Jorge Fonseca de Almeida, OBEGEF

A adoção da Diretiva dos Denunciantes (Whistleblowers) surge como mais uma, de tantas, oportunidades perdidas que Portugal tem tido nas últimas décadas. Oportunidades sucessivas que a cultura política dominante não permite que o país aproveite.

A proteção dos denunciantes é fundamental para um melhor combate à fraude e à corrupção, mas também ao assédio moral e sexual, ao racismo nos locais de trabalho, à violência doméstica e a uma variedade de outros crimes. A União Europeia emitiu uma diretiva clara sobre a proteção que os Estados membros devem dar a estes heróis do quotidiano que arriscam as suas carreiras e a sua segurança pelo bem comum, pela decência e transparência e para erradicar o crime da sociedade. Portugal, muito a contragosto, foi obrigado a transcrever a Diretiva, o que acabou por fazer já sobre a data limite e muito depois de outros países.

A atuação do Estado fomenta, contudo, uma cultura que repudia o denunciante e legitima todas as pressões e abusos para que qualquer potencial denunciante se cale e não comunique o que sabe.

Vivemos recentemente dois casos exemplares em que as autoridades não se moveram em favor dos denunciantes antes procuraram por todas as formas remetê-los ao silêncio.

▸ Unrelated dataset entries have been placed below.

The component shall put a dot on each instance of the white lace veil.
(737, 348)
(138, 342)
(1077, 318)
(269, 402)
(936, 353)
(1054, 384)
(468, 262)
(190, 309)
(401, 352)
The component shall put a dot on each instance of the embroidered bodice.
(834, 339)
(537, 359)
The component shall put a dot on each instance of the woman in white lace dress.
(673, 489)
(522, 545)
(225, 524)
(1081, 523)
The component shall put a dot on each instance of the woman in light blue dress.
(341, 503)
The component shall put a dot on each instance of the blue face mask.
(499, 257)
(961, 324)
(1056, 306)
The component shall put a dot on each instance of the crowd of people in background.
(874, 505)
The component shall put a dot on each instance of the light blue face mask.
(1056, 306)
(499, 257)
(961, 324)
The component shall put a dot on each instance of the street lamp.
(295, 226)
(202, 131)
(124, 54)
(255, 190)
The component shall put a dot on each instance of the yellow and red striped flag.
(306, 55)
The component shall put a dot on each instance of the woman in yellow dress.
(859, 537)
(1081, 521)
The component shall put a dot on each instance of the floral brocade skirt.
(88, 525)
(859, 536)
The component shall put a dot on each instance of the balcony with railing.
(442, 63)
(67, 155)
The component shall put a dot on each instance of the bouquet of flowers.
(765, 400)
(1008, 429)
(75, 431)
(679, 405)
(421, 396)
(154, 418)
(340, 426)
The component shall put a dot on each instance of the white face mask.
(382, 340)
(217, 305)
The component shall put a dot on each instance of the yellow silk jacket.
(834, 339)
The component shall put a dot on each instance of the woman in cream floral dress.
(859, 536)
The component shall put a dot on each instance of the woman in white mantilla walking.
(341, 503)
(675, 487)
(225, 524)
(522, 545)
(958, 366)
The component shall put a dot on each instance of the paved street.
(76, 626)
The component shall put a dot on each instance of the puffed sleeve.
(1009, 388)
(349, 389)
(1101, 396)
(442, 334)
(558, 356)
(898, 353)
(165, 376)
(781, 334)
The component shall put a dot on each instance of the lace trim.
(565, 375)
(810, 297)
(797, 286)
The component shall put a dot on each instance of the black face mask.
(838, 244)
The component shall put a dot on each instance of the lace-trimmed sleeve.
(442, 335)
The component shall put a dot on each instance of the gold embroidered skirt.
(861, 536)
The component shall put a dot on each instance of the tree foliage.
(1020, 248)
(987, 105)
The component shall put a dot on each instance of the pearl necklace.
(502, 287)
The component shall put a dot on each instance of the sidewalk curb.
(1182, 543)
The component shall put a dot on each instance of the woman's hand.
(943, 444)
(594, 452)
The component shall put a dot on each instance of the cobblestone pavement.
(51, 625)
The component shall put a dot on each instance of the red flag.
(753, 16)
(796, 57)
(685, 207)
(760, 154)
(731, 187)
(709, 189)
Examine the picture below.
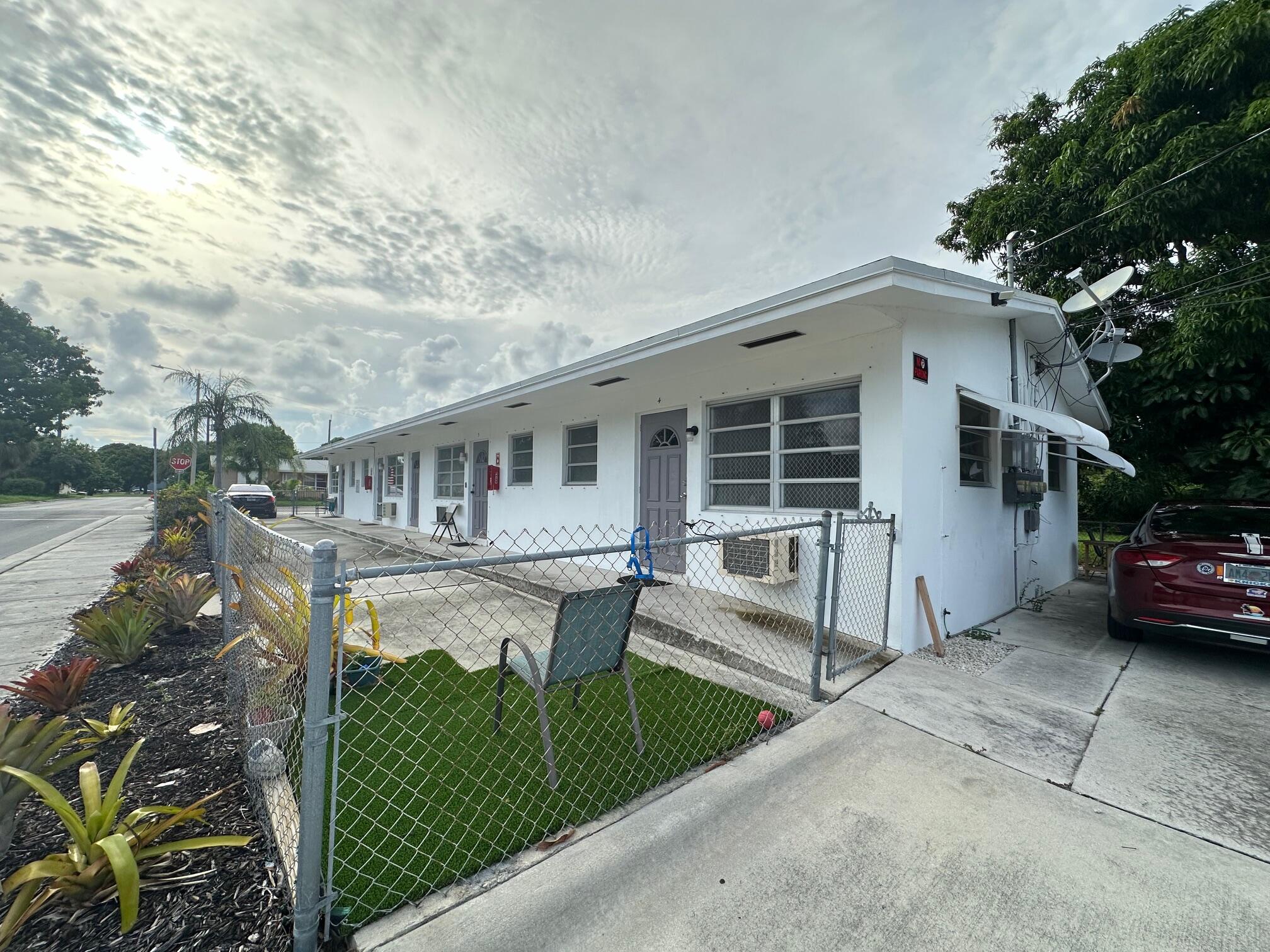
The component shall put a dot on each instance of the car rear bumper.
(1201, 627)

O primeiro caso deu-se na Faculdade de Direito da Universidade de Lisboa quando um conjunto de alunas, numa atitude de grande dignidade e coragem, apresentou queixa de vários docentes. Estes estariam envolvidos em práticas que iriam da humilhação pública dos alunos ao assédio moral e sexual. O que fizeram as autoridades desta importante faculdade e alma mater de tantos políticos importantes da praça. Aproveitou a oportunidade para se livrar das “maçãs podres” que inevitavelmente surgem em todas as instituições e tornar a faculdade um lugar mais seguro para a aprendizagem? Infelizmente não. Abriu inquéritos aos denunciantes. Perante esta situação que atuação teve o Ministério da tutela? Aparentemente nenhuma. O caso provavelmente morrerá e as “maçãs podres” continuarão a atuar em impunidade.

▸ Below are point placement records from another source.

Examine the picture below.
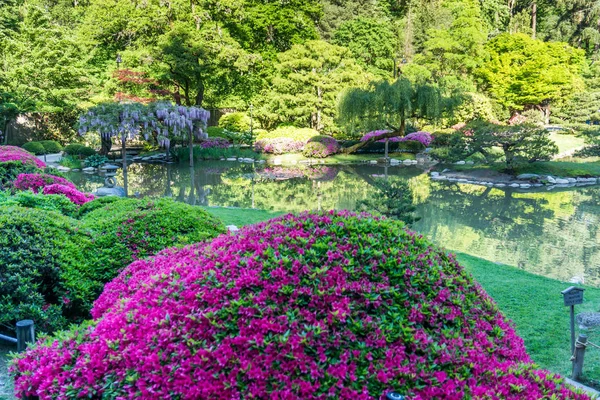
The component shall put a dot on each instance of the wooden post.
(579, 354)
(25, 334)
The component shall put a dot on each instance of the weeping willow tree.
(390, 106)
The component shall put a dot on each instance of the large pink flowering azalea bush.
(330, 305)
(35, 182)
(13, 153)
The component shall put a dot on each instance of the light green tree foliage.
(519, 143)
(455, 46)
(269, 26)
(373, 44)
(391, 106)
(520, 72)
(42, 63)
(305, 89)
(198, 63)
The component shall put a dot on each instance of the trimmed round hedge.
(129, 229)
(36, 246)
(330, 305)
(320, 147)
(56, 266)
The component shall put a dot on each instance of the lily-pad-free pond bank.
(550, 233)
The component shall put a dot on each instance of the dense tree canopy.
(292, 59)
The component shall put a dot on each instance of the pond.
(550, 233)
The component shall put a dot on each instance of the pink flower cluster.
(214, 143)
(320, 147)
(328, 305)
(424, 138)
(279, 146)
(13, 153)
(72, 194)
(35, 182)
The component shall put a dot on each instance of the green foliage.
(305, 88)
(372, 43)
(69, 161)
(291, 132)
(36, 246)
(34, 147)
(95, 161)
(27, 199)
(51, 146)
(235, 122)
(520, 71)
(519, 143)
(394, 200)
(130, 229)
(76, 149)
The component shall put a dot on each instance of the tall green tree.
(373, 44)
(391, 106)
(522, 73)
(308, 81)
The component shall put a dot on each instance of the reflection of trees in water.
(549, 233)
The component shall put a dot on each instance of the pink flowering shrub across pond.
(72, 194)
(13, 153)
(320, 147)
(424, 138)
(35, 182)
(331, 305)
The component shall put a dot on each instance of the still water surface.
(550, 233)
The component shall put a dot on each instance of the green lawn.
(532, 302)
(566, 142)
(241, 216)
(340, 158)
(535, 305)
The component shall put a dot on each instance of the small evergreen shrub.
(55, 203)
(51, 146)
(34, 147)
(235, 122)
(12, 153)
(320, 147)
(35, 182)
(278, 146)
(331, 305)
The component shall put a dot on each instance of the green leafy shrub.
(128, 229)
(95, 161)
(291, 132)
(51, 146)
(213, 131)
(34, 147)
(36, 245)
(320, 147)
(235, 122)
(76, 149)
(316, 306)
(51, 202)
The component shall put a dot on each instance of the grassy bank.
(532, 302)
(535, 305)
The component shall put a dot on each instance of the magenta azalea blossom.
(424, 138)
(13, 153)
(72, 194)
(316, 306)
(35, 182)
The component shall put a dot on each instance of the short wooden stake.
(25, 334)
(580, 346)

O segundo caso deu-se com as denúncias públicas efetuadas por diversos sindicatos das Polícias sobre graves práticas racistas nessas instituições. Uma das denúncias foi até dirigida diretamente ao Presidente da República. O que aconteceu? Abriram-se inquéritos? Puniram-se os prevaricadores? Não. O Chefe da Polícia, o famigerado Magina, ameaçou os denunciantes com processos disciplinares e, os que não estão sob a sua alçada direta, com processos-crime.  

O mundo verdadeiramente ao contrário do que pretendia a Diretiva sobre os Denunciantes. A sua adoção revela-se uma farsa para inglês ver. As velhas práticas intimidatórias orgulhosamente exibidas à luz do dia para que todos saibam que denuncias não serão permitidas e os denunciantes continuarão a ser punidos em vez de ouvidos.

Não admira que com esta cultura, com este ambiente institucional, o país continue a liderar os rankings de corrupção, de atraso científico, as faculdades não se afirmam como lugares seguros de aprendizagem antes dão a imagem de territórios de caça dos professores, de cultura racista e xenófoba. Sucessivos estudos internacionais assim nos posicionam. Uma imagem internacional que nos envergonha, mas que é realista.

A adoção da Diretiva dos Denunciantes (Whistleblowers) surge como mais uma, de tantas, oportunidades perdidas que Portugal tem tido nas últimas décadas. Oportunidades sucessivas que a cultura política dominante não permite que o país aproveite.